If nothing else, I expected The Curse of La Llorona to really indulge in its Latin-Americanness, to tease out that greater sense of community and use the fulcrum of folklore and cultural customs to provide a different vantage point for a horror movie to unfold. And while the film brandishes notable visibility for representation in terms of talent in front of and behind the camera, LatinX culture is reduced to some sentences in Spanish and a cast of predominantly Latin actors. It’s easy to spot the folly when you realize the fact that both writers are white. 

There’s no subtextual content to speak of, no subtle commentary on Mexican-American geopolitical relations, no attempt to tie the weeping woman back into fundamental Mexican folklore. There’s not really even an attempt to justify the titular villain’s motivations. A quick throwaway line in the first act gives her the most cursory of motives but when your baddie is nothing more than a mindless boogeyman in a white dress, it fails to conjure much legitimate fear. And look, I’m not against a horror movie that proudly is what it is, that boldly stands as nothing more than the sum of its scary parts, but when its part are so flimsy, you have a product that simply is meaningless: a menagerie of nothingness. And when that nothingness doesn’t even manage to be scary, it’s hard to figure out what the point of all of this is meant to be. 
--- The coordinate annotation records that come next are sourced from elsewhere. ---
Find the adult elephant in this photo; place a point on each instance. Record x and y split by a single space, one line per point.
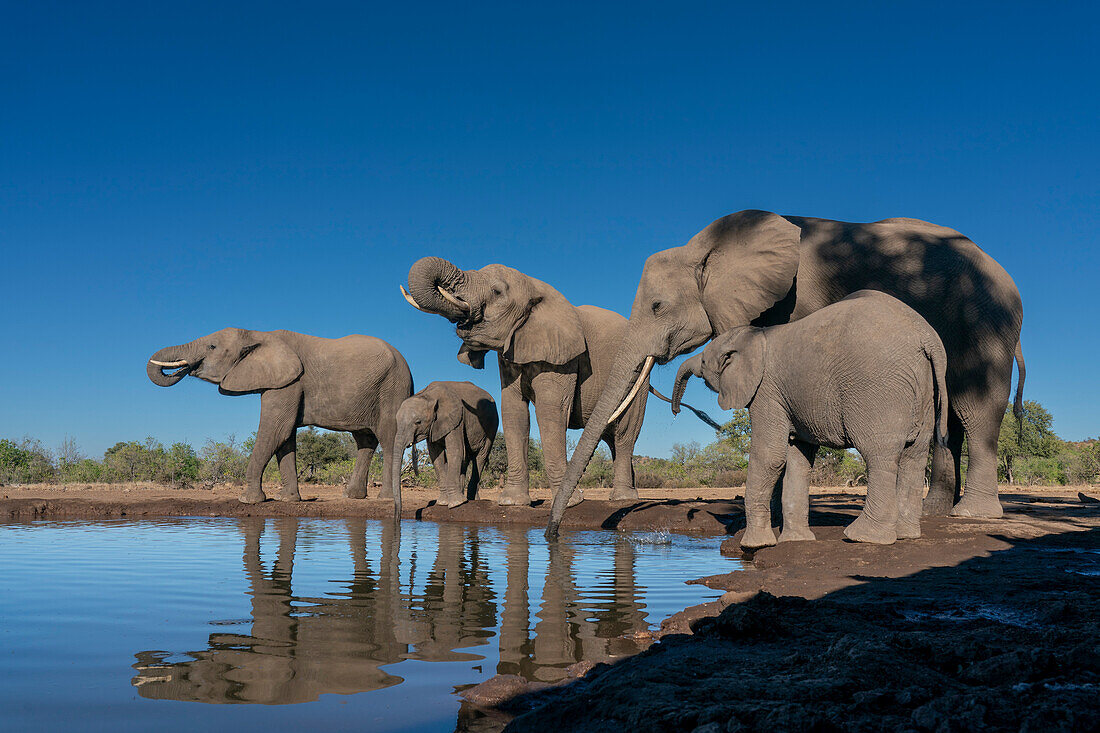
550 352
355 383
763 269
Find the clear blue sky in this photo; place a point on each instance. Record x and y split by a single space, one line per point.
167 170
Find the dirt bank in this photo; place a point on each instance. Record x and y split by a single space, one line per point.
977 625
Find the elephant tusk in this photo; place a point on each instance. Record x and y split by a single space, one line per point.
453 301
634 391
409 298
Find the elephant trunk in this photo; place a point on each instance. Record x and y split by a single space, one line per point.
438 286
691 368
625 372
405 438
182 358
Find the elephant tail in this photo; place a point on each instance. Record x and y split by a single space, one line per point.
699 413
934 349
1018 406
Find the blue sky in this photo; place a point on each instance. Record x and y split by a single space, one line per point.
171 170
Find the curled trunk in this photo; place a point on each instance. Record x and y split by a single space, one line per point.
628 364
691 368
184 352
427 275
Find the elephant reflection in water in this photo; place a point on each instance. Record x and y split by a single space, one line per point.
300 647
569 628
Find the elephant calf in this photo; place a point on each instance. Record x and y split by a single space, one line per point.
459 422
862 373
355 383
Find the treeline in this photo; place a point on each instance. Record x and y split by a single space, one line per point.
322 457
1030 453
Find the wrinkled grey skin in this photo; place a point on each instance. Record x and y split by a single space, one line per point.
762 269
354 383
459 420
550 352
866 373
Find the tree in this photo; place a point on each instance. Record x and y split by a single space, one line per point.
318 450
1031 436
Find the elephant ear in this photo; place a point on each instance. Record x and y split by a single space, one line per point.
473 358
448 417
740 367
551 330
746 263
266 363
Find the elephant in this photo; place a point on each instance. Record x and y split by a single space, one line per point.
459 422
354 383
549 352
760 269
866 373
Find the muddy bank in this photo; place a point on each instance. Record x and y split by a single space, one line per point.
977 625
706 511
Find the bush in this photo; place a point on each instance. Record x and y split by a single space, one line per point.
730 478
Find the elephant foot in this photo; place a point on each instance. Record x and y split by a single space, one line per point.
624 493
795 535
868 531
938 502
909 529
515 496
978 505
756 537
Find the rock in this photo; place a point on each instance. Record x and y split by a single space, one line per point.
498 689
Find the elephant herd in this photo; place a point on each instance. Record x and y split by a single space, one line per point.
883 337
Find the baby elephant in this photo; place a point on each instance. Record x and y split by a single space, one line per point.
861 373
459 422
354 384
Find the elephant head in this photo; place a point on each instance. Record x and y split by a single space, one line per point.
428 415
727 275
497 308
234 359
732 364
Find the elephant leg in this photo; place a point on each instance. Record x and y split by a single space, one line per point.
911 484
277 414
767 458
553 402
878 522
516 423
365 444
288 469
479 469
622 447
982 425
451 483
800 459
386 433
946 469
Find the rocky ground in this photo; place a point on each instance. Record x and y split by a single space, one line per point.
978 625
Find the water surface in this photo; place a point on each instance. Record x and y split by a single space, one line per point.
253 624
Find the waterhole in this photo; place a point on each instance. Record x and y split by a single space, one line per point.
249 623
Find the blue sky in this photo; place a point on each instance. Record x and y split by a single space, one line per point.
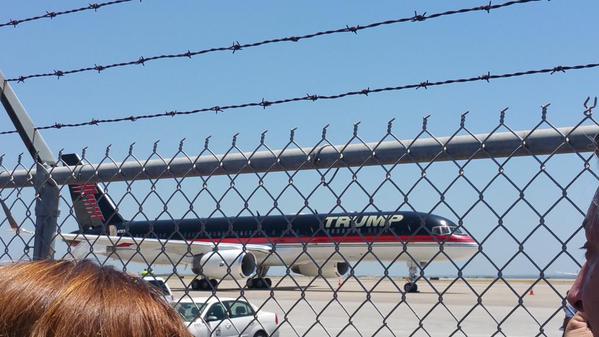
523 37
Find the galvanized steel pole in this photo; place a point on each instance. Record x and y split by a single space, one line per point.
47 192
497 145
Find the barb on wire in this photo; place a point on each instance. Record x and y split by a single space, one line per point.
236 46
312 98
52 15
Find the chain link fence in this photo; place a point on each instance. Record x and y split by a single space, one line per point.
484 226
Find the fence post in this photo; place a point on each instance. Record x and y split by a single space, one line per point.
46 213
47 192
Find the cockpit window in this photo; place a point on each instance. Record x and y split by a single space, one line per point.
441 230
455 230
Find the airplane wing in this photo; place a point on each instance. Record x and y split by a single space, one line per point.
174 249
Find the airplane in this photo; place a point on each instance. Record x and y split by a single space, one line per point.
246 247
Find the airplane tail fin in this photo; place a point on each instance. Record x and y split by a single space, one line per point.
93 208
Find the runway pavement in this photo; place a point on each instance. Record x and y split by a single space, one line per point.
369 306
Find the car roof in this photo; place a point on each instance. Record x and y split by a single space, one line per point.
212 299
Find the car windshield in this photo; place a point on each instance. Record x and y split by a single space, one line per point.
189 311
160 286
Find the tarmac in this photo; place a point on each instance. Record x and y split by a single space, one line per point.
370 306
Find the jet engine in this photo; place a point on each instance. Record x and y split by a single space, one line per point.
329 270
224 264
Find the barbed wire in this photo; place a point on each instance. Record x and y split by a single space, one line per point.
51 15
314 97
236 46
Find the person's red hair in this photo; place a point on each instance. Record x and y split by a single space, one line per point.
81 299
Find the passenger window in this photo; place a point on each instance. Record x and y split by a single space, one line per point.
239 309
216 313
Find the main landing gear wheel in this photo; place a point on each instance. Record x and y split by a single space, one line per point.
259 283
204 284
410 287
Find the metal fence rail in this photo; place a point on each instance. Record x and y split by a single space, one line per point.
335 226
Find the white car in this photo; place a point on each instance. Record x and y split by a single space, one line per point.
161 285
224 317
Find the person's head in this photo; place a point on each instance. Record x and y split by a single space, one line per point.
584 294
65 298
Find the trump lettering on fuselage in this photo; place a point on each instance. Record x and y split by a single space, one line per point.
361 221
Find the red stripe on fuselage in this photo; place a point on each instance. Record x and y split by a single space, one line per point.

Linda Cardellini does the best she can with what’s been given on the page but that doesn’t amount to much more than her looking scared or yelling something to the effect of “DON’T TAKE MY CHILDREN!” Cardellini is a fine actress, which cannot be said of all the performers trapped in this turgid trash, but she has just about nothing to work with. The children are simply bad though little is asked of them outside getting tossed around like rag dolls and shrieking. Raymond Cruz of Breaking Bad gives a late-stage jolt of energy as a winky shaman working outside the church but even his deadpan humor doesn’t really fit into the mood of the movie, one of many elements that are hard to pin down because the writers and director never seem to decide upon any discernible style to call their own. 

[READ MORE: Our review of the last Conjuring universe spin-off ‘The Nun‘]

Rather, The Curse of La Llorona is happy to borrow ideas from better movies, ape jump scares from more effective ones, and replicate the slick style established by James Wan over the course of this interconnected Conjuring horror-verse. As a potpourri of feeble jump scares, sour writing, bad effects, lazy creature design, and undercooked ideas, The Curse of La Llorona has almost nothing to call its own except its total lack of creativity and a proclivity to half-heartedly copy superior genre entries. Now if it only doesn’t copy its predecessor’s box office success, Wan might finally learn that he needs to actually put some thought into these mindless Conjuring spin-offs or finally lay them to rest.

CONCLUSION: ‘The Curse of La Llorona’ promises to inject a Latin-X flavor into the Conjuring universe but barely even manages that. Nothing more than a dreadful fit of overdone cliches, it’s the kind of lowest-wrung horror movie that gives the genre a bad name while providing absolutely zero scares.